That’s what my kids call the fifty-foot-wide stretch of brown sand and rock that sits in Jazz’s backyard. Jazz is my neighbor’s name. The kids call him “Uncle Jazz.” If you’re a regular reader of this column, you probably remember him. Jazz is hard to forget.
His beach is nice too.
I wish I knew its history. I’m guessing somebody, somewhere, pulled all the big rocks from that bank and brought the sand in. It’s not natural. It’s so unnatural, in fact, that it’s constantly getting washed away.
The lake swells after big rains. All kinds of limbs and logs litter the beach. The neighbors usually pitch in and help Jazz clear it all out. It’s kind of fun. Last year he piled the wood up and made a huge bonfire.
Actual trash gets washed up after storms too.
We took the kids out in our red canoe this weekend. My son declared himself “Captain” and claimed the front seat. He’s three. My daughter, age six, sat in the middle with her mother.
I watched them all from the stern. I guess I was the engine, paddling our small vessel around sunken logs every time my son hollered out “Trash!”

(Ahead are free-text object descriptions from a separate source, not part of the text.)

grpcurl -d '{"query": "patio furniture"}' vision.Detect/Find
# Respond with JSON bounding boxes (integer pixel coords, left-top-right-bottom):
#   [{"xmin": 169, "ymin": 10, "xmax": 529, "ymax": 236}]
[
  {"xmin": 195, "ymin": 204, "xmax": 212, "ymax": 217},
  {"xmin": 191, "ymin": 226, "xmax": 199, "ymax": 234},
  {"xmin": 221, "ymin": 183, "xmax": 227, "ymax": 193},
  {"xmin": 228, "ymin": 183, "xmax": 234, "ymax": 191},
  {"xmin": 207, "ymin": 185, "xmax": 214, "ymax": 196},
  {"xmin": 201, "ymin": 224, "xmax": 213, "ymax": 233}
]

By the time we got back to the beach, there were two black bags full of plastic bottles, tattered T-shirts, and a varying array of other discarded items.
My kids loved the whole deal. I couldn’t believe it. These are the kids who can’t watch ten minutes of the same show without begging me to change the channel. But there’s magic in the water. And this warmer weather has me feeling it again.
Now, I’ve lived in Arkansas long enough to know that spring hasn’t arrived. What’s the old joke? “Don’t like the weather? Stick around a few days.” Something like that.
We’ve lived on the lake for a little over a year now, enough time for me to fall head-over-heels in love with*- our humble abode.
We were playing music a while back over at the TypsyGypsy’s house. The wind was whipping outside. Waves crashed on Jazz Beach loud enough we could hear them between songs. Our drummer, a bearded dude named Troy, looked up from his kit and said, “I love this place, man. Reminds me of a neighborhood in the Keys or something.”
I made it down to Key Largo one time in college. I went with a tight end named Ed. We stayed with his aunt. I slept in what she called her “trophy room.” Even if I told you what sort of trophies Ed’s aunt had hanging in that room, you wouldn’t believe it. So, let me just say she’d memorialized her lovers from years gone past, and leave it at that.
Anyway, I think Ed’s aunt would really dig our lakeside commune. I know I do.
Tomorrow, if the weather’s right and the beach is clear, I think I’ll take the kids down to the water and build castles, complete with bridges, moats, mussel-shell walls, and our daily dose of magic.